Tandis que le discours de la Renaissance (El Nahda), de Rifaa El Tahtawi jusqu'à Zaki Naguib Mahmoud, avait pratiqué le " renouveau " (el tajdid) sur une base utilitariste afin d’accepter la civilisation européenne qui avait exercé une fascination particulière chez Tahtawi et Mohammed Abdou, le discours réformiste (salafiste) avait pratiqué la même raison pour refuser cette civilisation et fonder l’Etat sur des bases strictement religieuses... En d’autres termes, si le discours de la Renaissance avait fait de la " tradition " un cadre de référence pour approuver le modernisme européen, le discours réformiste avait considéré ce modernisme - réduit dans le génie technologique - comme le seul cadre possible pour interpréter les textes religieux. Ces deux discours ont fabriqué une conscience factice qui escamote totalement l’instant temporel et historique, au point que l’être arabe vit dans une histoire qui n’est pas la sienne, qu’elle soit le passé de l’histoire européenne ou bien le passé glorieux de la tradition arabe. Il ne lui reste que la dépendance à l’Occident au niveau de la vie matérielle - importer la technologie - et la dépendance au passé de la tradition arabe au niveau intellectuel.

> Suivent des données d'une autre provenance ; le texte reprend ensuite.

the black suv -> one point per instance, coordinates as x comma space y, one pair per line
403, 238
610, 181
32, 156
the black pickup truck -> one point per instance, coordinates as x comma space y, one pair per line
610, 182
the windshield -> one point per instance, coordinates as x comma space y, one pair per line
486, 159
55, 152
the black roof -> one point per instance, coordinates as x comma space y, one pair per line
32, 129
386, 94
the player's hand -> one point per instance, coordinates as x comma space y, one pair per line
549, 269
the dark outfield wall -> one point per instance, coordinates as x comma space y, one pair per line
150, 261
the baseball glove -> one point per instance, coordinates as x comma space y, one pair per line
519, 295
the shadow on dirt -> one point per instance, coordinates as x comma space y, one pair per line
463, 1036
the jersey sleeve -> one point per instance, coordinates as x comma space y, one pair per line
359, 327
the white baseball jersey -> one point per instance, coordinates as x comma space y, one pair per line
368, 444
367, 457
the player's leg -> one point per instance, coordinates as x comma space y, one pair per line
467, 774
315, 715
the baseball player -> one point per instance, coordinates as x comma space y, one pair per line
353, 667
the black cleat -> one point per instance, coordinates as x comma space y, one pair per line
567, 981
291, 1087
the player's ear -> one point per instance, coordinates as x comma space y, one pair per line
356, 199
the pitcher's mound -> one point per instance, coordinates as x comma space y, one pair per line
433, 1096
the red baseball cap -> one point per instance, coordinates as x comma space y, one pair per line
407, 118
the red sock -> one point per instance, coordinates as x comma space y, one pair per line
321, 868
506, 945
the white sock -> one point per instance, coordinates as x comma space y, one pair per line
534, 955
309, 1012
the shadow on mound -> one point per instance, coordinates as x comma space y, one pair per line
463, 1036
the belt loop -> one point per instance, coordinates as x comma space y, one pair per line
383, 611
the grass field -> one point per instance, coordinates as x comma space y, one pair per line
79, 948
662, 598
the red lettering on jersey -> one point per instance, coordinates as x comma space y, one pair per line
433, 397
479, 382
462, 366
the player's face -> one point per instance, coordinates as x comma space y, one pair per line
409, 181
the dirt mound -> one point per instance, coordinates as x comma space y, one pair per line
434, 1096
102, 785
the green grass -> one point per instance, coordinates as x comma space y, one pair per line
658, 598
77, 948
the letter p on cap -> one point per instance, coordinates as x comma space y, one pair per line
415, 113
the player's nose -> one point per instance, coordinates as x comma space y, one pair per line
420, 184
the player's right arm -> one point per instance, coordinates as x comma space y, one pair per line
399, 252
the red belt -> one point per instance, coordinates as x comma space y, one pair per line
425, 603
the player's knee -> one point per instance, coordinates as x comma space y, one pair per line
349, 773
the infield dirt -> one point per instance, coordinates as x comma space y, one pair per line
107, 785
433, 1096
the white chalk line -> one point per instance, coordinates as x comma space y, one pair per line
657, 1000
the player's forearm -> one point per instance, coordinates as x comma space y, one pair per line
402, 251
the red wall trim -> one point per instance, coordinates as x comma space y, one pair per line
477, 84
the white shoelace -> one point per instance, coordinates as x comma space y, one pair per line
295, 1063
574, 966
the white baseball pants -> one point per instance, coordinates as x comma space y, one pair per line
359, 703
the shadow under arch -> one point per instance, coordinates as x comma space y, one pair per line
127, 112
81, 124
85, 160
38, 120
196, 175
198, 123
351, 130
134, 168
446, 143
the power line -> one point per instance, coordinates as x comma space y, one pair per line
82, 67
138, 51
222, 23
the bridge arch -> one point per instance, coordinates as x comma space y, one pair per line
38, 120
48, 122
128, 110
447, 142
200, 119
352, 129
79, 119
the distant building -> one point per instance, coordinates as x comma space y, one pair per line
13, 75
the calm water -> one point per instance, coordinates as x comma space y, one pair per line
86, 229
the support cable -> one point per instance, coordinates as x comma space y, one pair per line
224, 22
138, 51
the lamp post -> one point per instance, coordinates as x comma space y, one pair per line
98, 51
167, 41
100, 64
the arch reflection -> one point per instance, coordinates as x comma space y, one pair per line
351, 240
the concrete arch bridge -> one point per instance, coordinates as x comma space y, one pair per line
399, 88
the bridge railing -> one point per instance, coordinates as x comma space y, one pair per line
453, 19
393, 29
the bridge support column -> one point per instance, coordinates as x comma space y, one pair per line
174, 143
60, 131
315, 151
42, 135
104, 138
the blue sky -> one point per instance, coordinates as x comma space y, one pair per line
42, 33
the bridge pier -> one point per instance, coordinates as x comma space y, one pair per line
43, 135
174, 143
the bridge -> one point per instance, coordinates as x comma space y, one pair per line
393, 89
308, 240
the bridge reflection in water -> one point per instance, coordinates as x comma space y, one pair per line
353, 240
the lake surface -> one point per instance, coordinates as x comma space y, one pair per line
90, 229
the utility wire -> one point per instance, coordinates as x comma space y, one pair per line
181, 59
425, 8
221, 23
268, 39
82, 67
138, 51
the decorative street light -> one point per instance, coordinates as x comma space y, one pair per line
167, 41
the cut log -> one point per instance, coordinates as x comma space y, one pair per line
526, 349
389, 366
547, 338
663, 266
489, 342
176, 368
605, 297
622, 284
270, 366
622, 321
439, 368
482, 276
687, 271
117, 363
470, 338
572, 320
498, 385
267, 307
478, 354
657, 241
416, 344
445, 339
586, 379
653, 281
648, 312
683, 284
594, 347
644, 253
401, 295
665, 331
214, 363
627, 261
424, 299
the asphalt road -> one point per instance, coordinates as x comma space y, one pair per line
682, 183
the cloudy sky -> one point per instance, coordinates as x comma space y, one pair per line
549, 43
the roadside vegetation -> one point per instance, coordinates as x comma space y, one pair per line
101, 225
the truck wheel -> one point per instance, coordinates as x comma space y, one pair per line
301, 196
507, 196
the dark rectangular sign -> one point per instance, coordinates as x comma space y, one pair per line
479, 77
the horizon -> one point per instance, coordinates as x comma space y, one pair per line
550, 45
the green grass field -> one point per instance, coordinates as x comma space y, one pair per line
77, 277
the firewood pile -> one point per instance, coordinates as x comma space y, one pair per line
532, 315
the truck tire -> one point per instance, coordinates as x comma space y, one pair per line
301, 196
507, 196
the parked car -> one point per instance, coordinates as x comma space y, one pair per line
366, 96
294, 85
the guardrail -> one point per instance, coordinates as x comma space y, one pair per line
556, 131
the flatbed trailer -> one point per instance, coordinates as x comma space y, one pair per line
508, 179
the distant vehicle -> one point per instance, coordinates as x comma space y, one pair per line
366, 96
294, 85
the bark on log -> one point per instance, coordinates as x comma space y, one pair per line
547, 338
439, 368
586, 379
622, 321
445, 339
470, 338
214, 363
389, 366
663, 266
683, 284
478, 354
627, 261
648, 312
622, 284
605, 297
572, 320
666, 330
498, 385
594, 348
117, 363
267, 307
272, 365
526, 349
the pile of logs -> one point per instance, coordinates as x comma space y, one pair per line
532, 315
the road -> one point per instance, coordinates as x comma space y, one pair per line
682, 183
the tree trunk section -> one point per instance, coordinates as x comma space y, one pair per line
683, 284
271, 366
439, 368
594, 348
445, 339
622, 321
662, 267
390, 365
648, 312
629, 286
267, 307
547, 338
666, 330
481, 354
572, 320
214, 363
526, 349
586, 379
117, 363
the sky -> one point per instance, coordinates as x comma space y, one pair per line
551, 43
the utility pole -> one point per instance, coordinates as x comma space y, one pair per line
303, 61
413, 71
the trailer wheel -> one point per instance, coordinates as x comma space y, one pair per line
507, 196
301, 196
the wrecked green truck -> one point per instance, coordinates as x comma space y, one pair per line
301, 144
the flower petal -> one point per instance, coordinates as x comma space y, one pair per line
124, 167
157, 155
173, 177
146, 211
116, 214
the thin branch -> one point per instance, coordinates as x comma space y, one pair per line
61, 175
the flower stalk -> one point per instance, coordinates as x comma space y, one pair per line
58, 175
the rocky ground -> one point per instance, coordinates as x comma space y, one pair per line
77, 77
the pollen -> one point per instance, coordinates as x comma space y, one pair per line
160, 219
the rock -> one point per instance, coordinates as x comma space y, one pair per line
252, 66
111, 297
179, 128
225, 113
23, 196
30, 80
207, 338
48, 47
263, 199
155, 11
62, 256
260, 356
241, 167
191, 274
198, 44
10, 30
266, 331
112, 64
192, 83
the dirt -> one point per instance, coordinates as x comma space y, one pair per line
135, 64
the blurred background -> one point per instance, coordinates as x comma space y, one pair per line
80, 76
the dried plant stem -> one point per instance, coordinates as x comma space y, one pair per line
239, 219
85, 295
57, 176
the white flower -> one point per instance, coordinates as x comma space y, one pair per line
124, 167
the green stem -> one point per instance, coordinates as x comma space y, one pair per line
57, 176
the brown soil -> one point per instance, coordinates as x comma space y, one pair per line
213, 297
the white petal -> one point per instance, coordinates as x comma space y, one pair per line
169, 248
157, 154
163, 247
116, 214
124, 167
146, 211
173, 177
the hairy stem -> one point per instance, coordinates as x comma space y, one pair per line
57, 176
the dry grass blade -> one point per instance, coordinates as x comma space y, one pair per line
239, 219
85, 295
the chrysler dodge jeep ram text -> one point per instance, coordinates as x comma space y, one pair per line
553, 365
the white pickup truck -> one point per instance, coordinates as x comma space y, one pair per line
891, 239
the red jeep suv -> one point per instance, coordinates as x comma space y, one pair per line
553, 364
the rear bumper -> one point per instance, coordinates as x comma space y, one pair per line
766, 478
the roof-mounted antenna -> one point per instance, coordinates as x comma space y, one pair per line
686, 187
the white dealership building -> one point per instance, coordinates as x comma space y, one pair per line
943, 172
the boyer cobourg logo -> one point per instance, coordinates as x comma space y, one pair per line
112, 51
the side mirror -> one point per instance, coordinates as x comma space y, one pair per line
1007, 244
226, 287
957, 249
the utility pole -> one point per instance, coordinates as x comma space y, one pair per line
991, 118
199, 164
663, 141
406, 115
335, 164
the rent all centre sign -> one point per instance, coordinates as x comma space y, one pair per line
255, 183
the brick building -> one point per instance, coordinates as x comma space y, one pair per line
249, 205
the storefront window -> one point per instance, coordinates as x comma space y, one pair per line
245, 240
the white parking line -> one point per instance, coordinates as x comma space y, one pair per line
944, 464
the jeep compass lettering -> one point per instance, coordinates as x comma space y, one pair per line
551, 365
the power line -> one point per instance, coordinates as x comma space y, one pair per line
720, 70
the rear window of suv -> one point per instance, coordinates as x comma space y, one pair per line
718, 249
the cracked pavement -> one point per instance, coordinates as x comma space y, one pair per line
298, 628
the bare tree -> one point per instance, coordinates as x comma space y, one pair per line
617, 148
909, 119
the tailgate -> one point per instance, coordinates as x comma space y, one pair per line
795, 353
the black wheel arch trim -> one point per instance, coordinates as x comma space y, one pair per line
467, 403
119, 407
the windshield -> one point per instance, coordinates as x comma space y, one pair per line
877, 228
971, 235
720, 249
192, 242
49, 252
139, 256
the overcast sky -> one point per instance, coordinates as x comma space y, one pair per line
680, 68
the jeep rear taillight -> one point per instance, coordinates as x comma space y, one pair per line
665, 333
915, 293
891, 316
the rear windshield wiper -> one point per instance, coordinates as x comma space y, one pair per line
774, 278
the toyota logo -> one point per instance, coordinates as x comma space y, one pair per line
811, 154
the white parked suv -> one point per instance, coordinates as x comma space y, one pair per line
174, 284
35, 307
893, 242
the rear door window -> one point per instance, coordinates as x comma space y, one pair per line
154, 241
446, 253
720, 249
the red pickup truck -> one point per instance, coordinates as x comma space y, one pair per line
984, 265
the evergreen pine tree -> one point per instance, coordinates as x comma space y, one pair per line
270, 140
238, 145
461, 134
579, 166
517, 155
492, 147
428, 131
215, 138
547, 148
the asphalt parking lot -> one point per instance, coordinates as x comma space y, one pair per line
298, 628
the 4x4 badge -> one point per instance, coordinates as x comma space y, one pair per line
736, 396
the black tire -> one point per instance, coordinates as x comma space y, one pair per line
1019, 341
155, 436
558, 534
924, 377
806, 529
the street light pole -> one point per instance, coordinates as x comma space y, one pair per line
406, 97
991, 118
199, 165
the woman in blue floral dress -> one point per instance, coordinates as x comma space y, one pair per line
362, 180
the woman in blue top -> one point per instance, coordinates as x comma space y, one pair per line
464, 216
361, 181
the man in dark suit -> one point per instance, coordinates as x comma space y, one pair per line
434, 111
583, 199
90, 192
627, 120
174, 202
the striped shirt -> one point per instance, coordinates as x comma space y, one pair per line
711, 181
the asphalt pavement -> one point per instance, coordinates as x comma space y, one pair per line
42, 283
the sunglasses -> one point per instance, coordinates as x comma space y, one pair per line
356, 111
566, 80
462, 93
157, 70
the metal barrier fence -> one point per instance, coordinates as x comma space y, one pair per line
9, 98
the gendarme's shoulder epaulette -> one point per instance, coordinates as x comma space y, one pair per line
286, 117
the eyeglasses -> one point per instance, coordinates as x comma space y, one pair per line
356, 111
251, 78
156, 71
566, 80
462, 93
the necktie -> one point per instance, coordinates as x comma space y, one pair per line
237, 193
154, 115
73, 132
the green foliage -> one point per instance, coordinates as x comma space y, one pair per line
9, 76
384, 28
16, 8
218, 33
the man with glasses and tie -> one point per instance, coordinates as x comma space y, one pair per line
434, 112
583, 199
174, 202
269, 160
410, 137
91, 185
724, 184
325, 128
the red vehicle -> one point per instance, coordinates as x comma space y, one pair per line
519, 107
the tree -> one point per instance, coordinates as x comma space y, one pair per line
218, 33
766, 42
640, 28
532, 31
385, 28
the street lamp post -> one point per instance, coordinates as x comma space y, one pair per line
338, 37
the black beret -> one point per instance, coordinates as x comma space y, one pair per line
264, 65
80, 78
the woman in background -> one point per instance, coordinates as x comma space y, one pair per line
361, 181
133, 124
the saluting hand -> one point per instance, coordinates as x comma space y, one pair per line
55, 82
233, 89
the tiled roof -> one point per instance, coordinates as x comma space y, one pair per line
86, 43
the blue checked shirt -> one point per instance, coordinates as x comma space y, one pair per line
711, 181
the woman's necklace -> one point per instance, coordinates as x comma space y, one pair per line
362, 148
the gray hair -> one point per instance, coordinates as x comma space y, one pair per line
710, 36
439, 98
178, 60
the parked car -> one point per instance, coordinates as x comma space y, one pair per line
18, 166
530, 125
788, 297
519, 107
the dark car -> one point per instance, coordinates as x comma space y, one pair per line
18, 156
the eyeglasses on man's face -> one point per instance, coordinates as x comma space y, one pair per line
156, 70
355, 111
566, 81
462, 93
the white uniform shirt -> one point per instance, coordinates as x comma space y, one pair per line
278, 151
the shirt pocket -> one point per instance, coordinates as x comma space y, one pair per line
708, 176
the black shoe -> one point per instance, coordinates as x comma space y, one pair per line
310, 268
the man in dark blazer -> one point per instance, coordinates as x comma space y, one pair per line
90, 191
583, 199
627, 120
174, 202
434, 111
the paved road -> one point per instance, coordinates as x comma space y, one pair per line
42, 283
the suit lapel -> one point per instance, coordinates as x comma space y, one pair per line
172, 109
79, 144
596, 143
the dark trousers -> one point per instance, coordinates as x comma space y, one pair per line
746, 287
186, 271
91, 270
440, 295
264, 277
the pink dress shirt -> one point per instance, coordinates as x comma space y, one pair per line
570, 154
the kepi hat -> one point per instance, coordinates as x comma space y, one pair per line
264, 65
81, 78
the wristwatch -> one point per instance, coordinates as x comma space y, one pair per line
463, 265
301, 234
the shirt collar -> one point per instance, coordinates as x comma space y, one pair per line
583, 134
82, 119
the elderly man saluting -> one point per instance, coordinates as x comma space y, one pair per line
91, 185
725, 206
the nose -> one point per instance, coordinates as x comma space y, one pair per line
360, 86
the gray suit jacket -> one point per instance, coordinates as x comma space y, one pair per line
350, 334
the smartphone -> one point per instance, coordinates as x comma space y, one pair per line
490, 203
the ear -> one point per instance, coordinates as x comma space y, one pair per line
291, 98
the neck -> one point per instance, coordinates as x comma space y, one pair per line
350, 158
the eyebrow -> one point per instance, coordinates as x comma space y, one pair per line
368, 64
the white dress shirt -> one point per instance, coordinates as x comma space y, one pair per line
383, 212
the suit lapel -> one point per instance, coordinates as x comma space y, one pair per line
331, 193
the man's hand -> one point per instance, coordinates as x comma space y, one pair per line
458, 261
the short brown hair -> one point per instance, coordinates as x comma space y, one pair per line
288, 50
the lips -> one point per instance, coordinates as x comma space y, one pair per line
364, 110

L’une des réalisations les plus importantes que le discours des Lumières avait réalisées est sa vision dynamique du passé et de la tradition. Bien qu’il classifie cette tradition dans la dimension du sentiment et des affectivités qui ne dépendent pas de l’analyse scientifique, il distingue, par ailleurs, entre le " rationnel et l’irrationnel ". Ce discours se met dans le territoire du " rationnel " contre le discours religieux et réformiste qui non seulement se met dans l’univers de l’irrationnel, mais le reproduit constamment dans notre culture et notre réalité. La partialité à l’égard du rationnel favorise le terrain à l’ancrage de " l’historicité de la tradition religieuse " qui débouche sur la désacralisation de cette tradition. Ceci permet de formuler toutes les problématiques possibles sans aucune crainte ou collusion apologétique. Il s’agit d’une " liberté " pleinement exercée au niveau de la pensée, du discours et de la pratique... l’exercice de la liberté dans la critique de la tradition s’avère indispensable dans le projet de la renaissance en vue de changer la structure de la raison de la " docilité " et la " passivité " au " questionnement critique " et la " production du savoir ". Telle est la condition "sine qua non" pour toute relance culturelle et civilisationnelle.